As is apparent from the above description, according to the present invention, a substance capable of forming a fixed substance which forms a fixed substance on the surface of a trough when conveyed by a normal vibratory conveying apparatus is extremely reduced without generating such a fixed substance. A transport method capable of stably transporting is provided. Such a transfer method of the present invention is extremely suitable in a field where high-precision transfer is continuously required for a long time. One of the typical examples is supply of raw materials to an extruder when producing a thermoplastic resin composition. As is clear from the above, the method for producing a thermoplastic resin composition using the transport method of the present invention does not cause any problem even when the supply of the substance for forming a fixed substance is necessary, Is possible. Such a production method further stabilizes the supply amount of the raw materials to the extruder, and as a result, provides a thermoplastic resin composition with less variation in composition ratio than before. Furthermore, the production method of the present invention eliminates the need for temporary suspension of production, which has been conventionally performed for removing adhered substances, and brings about a great improvement in production efficiency. Therefore, the industrial effects achieved by the present invention are outstanding.

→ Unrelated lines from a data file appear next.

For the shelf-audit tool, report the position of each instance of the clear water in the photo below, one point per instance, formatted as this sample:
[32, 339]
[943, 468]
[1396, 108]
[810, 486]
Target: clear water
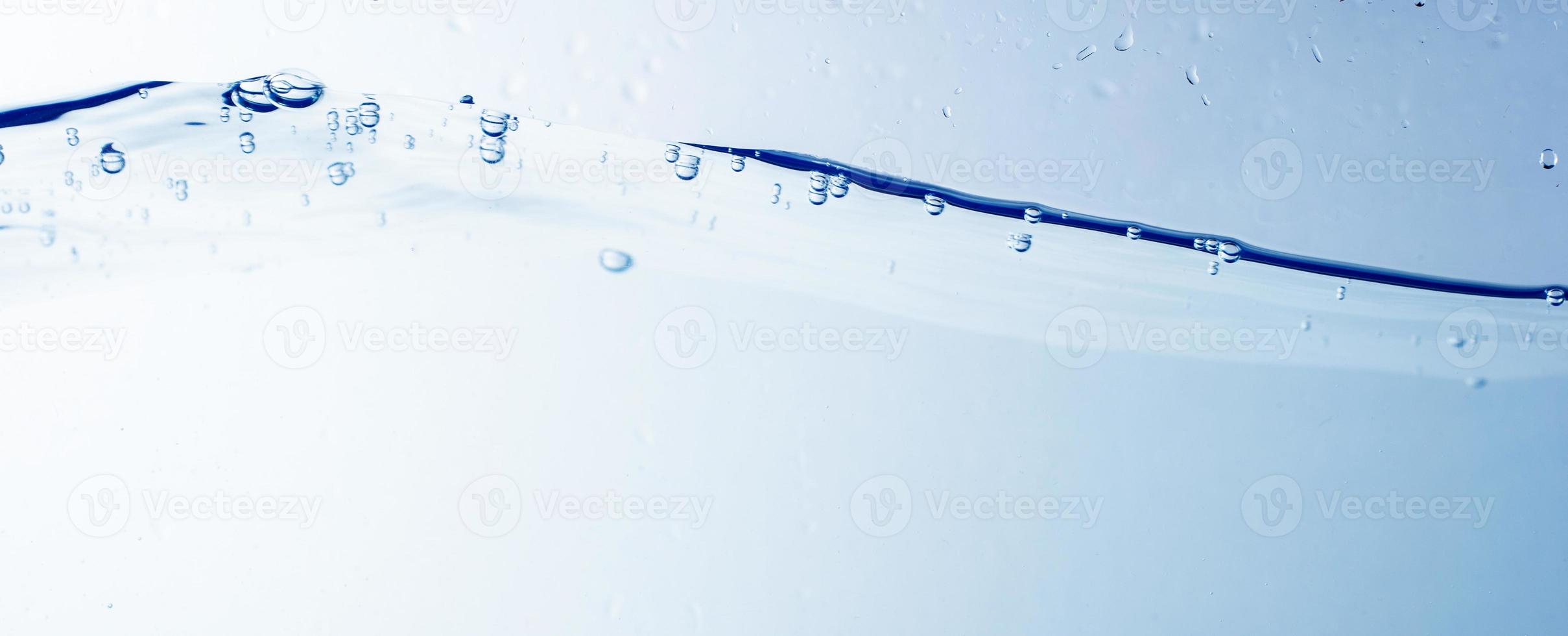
[196, 222]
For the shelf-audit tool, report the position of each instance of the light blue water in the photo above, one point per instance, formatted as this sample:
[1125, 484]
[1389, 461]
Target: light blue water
[1214, 399]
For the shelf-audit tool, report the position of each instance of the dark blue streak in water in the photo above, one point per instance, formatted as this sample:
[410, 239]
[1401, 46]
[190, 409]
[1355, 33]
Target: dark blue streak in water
[1015, 210]
[53, 110]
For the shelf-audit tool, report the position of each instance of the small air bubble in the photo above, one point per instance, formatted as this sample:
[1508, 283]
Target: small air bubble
[615, 260]
[935, 204]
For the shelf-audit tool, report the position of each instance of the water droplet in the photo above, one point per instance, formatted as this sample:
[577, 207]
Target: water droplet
[839, 186]
[292, 90]
[112, 159]
[687, 167]
[819, 182]
[493, 150]
[369, 115]
[339, 173]
[1124, 40]
[615, 260]
[493, 123]
[935, 204]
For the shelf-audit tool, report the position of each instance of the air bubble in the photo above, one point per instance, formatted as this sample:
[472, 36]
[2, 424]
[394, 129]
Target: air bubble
[935, 204]
[1124, 40]
[292, 90]
[687, 167]
[615, 260]
[493, 150]
[839, 186]
[493, 123]
[1019, 241]
[112, 159]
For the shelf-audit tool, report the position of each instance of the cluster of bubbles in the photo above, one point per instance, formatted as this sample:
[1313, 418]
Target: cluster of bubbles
[1225, 250]
[687, 164]
[822, 186]
[179, 186]
[494, 125]
[615, 260]
[339, 173]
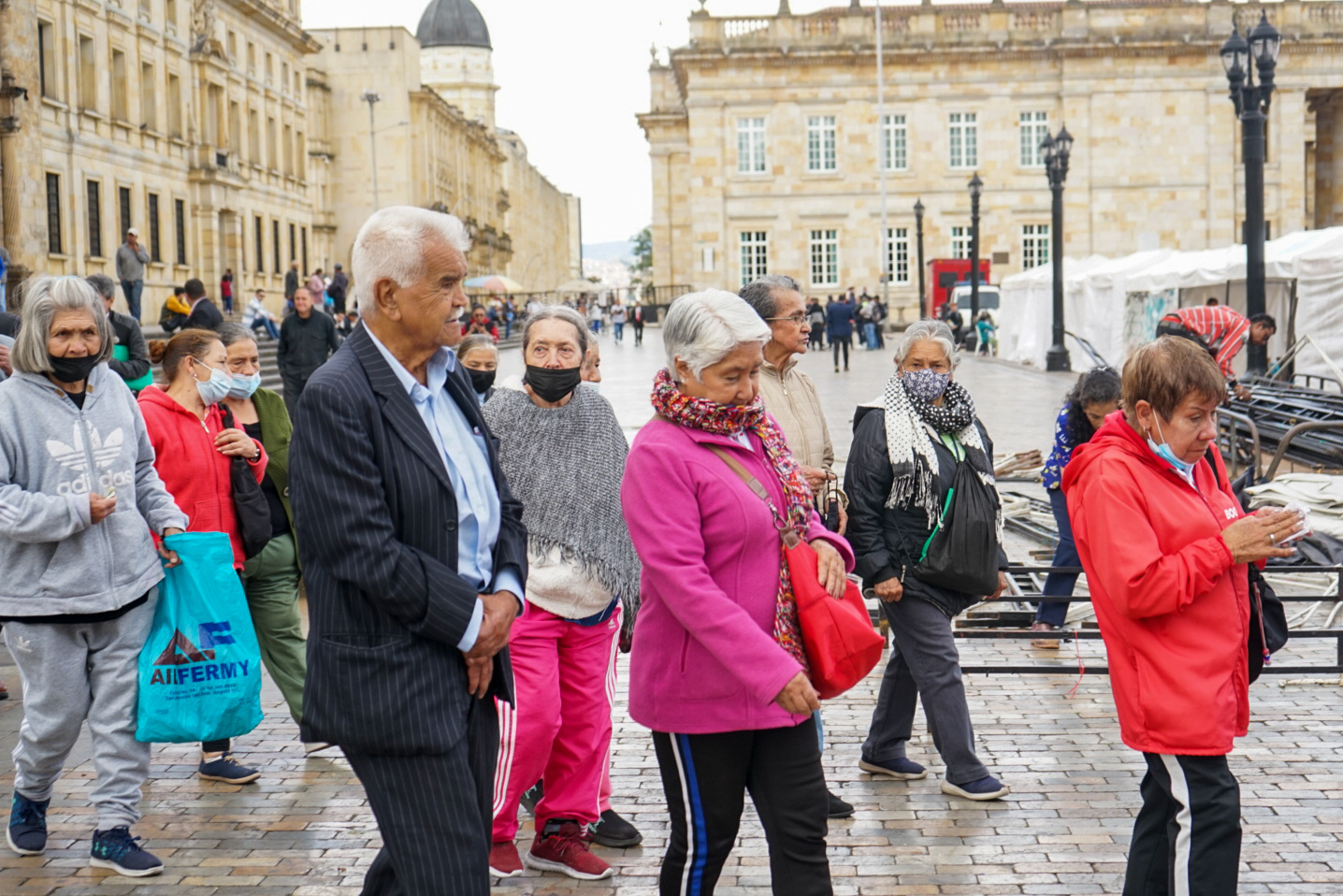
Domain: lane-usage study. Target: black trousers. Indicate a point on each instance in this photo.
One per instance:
(835, 344)
(434, 815)
(705, 779)
(1188, 834)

 ────────────────────────────────────────────────── ─── Continued on the front page F term (reference) 4F201 AB05 AB06 AB09 AB11 AB12 AB16 AB25 AC01 AC04 AJ03 AJ09 AJ14 AR20 BA06 BC01 BC12 BD05 BQ04 BQ14 BQ57

Claims (5)

[Claims] When a trough surface is transported by using a vibratory transport device made of steel, a substance (substance A) which forms a fixed substance on the trough surface has a dynamic friction coefficient with S45C steel of 0.05 to 0. 3. A method of transporting a substance forming a fixed substance, which is transported by using a vibratory transport device (transport device b) having a trough surface. 2. The transfer method according to claim 1, wherein the dynamic friction coefficient of the trough surface of the transfer device b is 0.05 to 0.15. 3. The transfer method according to claim 1, wherein the trough surface of the transfer device b is substantially formed of polytetrafluoroethylene. 4. The transport method according to claim 1, wherein the substance A is a fine powder having a melting point of 45 to 120 ° C. or a substance capable of generating the fine powder by vibration. 5. A method for producing a thermoplastic resin composition, comprising supplying a substance A to an extruder by using the conveying method according to any one of claims 1 to 4.